Several individuals who read Strauss’ email to staff said it was encouraging and reassuring and reflected her measured personality, insisting the work by prosecutors would remain free from outside influence.
The office’s storied independence has stretched to the White House and the lawn outside it, where conversations at a congressional picnic touched off an insider trading prosecution of former Rep. Chris Collins, the first member of Congress to endorse Trump.
Strauss helped lead the charge against Trump’s former lawyer, Michael Cohen, showing that prosecutors believed the president encouraged the campaign finance fraud that resulted in payouts to silence two women about alleged affairs with Trump before he was president. Cohen eventually pleaded guilty.
The latest probe to touch nerves in Washington resulted in the arrest of two associates of Rudolph Giuliani and an investigation of the former New York City mayor and his dealings on Trump’s behalf in Ukraine.
Trump has signaled plans to nominate the chairman of the Securities and Exchange Commission to the job, and Barr had announced another lawyer would take over in the interim, rankling Berman. In announcing he’d step down late Saturday, Berman noted he was influenced by Barr’s later decision to “respect the normal operation of law” and let Strauss take over instead.
He then paid tribute to Strauss, whom he installed as his senior counsel from February 2018 to March 2019 and then as deputy U.S. attorney, the second highest position in the office.
Berman and Strauss have known each other for decades, having worked together in the late 1980s on the independent counsel’s probe of the Iran-contra scandal.
“I could leave the District in no better hands than Audrey’s. She is the smartest, most principled, and effective lawyer with whom I have ever had the privilege of working,” Berman wrote.
Strauss is well regarded in legal circles for decades of work as a prosecutor and defense attorney. The Columbia Law School graduate spent about seven years in the prosecutor’s office in the mid-1970s and early 1980s, where she met Jed S. Rakoff, now a judge in Manhattan federal court.
“In the now more than 45 years I have known Audrey, she has never once shaded the truth, made a hasty decision, or deviated from the facts,” Rakoff said Monday. “I don’t think this is because of any particular influence or pressure or handicap she has had to overcome. It lies very deep in her character and always has.”
The only woman to lead the Manhattan prosecutor’s office before her was Mary Jo White, who was U.S. attorney from early 1993 until 2002. White said Strauss will be “a very strong leader” in part because she is highly respected within and outside the office.
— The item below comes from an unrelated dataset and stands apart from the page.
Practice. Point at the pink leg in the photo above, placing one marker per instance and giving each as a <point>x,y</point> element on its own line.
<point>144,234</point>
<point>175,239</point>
Former Manhattan federal prosecutor Danya Perry said Strauss “is viewed as a trailblazer and a pioneer.”
She said Strauss joined the office when women were rarely hired. When Perry arrived in 2002, about a third of the newly hired prosecutors were women.
It speaks volumes that Berman agreed to step down in part after receiving assurances that Strauss would take over in the interim, said Bruce Green, a former federal prosecutor who directs the Louis Stein Center for Law and Ethics at the Fordham University School of Law.
“Everyone has known her for decades and she has a proven track record,” Green said. “While this was a black eye for the attorney general, it’s really a victory for the prosecutorial independence of the Southern District of New York.”